Show me where I said he should demand anything:

ask her to be supportive by limiting the amount of it that will be in your face and readily available to you

I guess I’m not seeing it.

If these two are going to move in together, there will need to be some compromises in many areas…this is just one of them. If his self control is such that just having it in the house will be a major issue for him, she needs to know that beforehand. And if she has no respect for him and is planning to eat packages of Oreos in front of him, he needs to know that. Letting her know his needs as far as trying to get his blood sugar under control and then maintain it is called communication and it’s very important in any relationship, be it platonic, romantic, or familial. Maybe she can have whatever junk she wants but will agree to keep it out of his sight. Perhaps she has a weakness for it, and she may agree to keep it out of the house because she feels it will help her as well as him. Or maybe…she doesn’t even like junk food and it’s not even going to be an issue. Regardless, the conversation needs to happen so all parties involved know what is or isn’t going to be an issue.

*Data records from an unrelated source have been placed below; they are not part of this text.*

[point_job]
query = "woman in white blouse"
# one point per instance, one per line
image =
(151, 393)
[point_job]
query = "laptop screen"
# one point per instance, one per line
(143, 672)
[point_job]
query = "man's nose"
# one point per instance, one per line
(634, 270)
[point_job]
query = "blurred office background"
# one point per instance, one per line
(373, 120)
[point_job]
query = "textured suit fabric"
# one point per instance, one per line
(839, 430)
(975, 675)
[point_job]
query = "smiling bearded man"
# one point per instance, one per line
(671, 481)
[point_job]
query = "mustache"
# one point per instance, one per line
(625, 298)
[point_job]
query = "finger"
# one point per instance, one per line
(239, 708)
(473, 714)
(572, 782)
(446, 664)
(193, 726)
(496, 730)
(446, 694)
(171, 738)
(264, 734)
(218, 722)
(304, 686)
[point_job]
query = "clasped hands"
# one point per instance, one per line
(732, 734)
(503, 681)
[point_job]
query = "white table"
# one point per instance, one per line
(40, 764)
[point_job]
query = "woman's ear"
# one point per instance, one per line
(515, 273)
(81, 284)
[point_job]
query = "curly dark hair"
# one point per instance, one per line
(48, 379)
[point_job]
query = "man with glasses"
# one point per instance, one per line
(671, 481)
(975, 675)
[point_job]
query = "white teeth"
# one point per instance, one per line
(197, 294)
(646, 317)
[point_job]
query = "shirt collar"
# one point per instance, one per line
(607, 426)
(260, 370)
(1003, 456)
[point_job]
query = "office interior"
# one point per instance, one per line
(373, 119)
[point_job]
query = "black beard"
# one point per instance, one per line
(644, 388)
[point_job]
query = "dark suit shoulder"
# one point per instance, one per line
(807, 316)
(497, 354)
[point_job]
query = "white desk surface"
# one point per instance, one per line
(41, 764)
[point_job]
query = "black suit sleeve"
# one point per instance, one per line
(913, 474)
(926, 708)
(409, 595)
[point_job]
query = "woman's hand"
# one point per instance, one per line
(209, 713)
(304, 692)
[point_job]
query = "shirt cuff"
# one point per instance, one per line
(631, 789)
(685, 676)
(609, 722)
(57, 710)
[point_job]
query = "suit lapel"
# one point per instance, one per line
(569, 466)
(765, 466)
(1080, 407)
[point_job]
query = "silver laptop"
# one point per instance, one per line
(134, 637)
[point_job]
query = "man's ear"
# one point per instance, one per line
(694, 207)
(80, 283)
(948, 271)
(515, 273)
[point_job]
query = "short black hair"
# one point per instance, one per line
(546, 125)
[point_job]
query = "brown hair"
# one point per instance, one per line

I advocate communication, compromise, and respect, not demands.

well after some thinking and some somewhat decent sleep the junk food really isnt going to be a big deal she is pretty understanding…and yes communication and compromise is a big…as for the stress
situation exercise has helped a bit but dont always find time.

I’ve been a Type 1 for 38 years. It’s been a trip. Amazing how many others do not understand diabetes, and often try to “help” when they just don’t. The years in my youth were especially trying, as I was the “odd child” and often left out or treated differently when not needed. All I can say there, is now as I’ve become older this has given me an extremely good view of life and I would not want to be here today without these experiences.

As far as the jokes, you might try laughing at them. Improve them and use them yourself. I have an 11 year old daughter that does NOT like to laugh at herself. I still haven’t figured out how to teach her that laughing is an awesome medicine, and if you can’t laugh at yourself then you’re really missing out on the best parts of life.